David Mueller sat down for his first TV interview following Taylor Swift's victory in court.

On Monday, a jury found Mueller liable of assault and battery for allegedly groping the "Shake It Off" singer during a meet-and-greet in Denver, Colorado, in 2013. Mueller, who has denied the claims, filed a $3 million suit against the singer in September 2015, claiming she cost him his job and future career opportunities. The 27-year-old musician countersued Mueller for $1, accusing him of assault and battery. In addition to finding that Swift's mother, Andrea Swift, and her radio promotions director, Frank Bell, did not intentionally interfere with the former radio DJ's contract, the jury also ruled that Swift be awarded the symbolic dollar.

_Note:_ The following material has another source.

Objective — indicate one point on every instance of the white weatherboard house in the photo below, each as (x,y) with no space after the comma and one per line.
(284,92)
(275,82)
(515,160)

WATCH: Taylor Swift Cries During Closing Arguments in Alleged Groping Trial

In an interview with ABC News, which aired in part on Tuesday's Good Morning America, Mueller reacted to the photo that was presented in court that Swift claims was taken at the time that she was allegedly groped by him. "I wasn't invited to be in the photo, so I just moved into the shot the best I could," Mueller explained his positioning in the image.

When asked if he was wanting "people to consider the possibility that one of America's biggest superstars is lying or at least mistaken," Mueller replied, "What I'm saying is I didn't do what they say I did. I didn't do it. I never grabbed her. I never had my hand under her skirt -- and I can pass a polygraph [test]."


MORE: Kesha Shows Support for Taylor Swift With Heartfelt Tweet -- 'Truth Is Always the Answer'

As for why he waited two years to file a lawsuit, Mueller said he initially just "asked for something in writing, which stated there was a misunderstanding," so he could "possibly convince" radio stations to hire him.

Mueller also said that he's considering filing an appeal.

Meanwhile, Swift is beyond pleased with the jury's ruling, and is hoping to help others in similar situations. “I acknowledge the privilege that I benefit from in life, in society and in my ability to shoulder the enormous cost of defending myself in a trial like this,” she said in a statement. “My hope is to help those whose voices should also be heard. Therefore, I will be making donations in the near future to multiple organizations that help sexual assault victims defend themselves."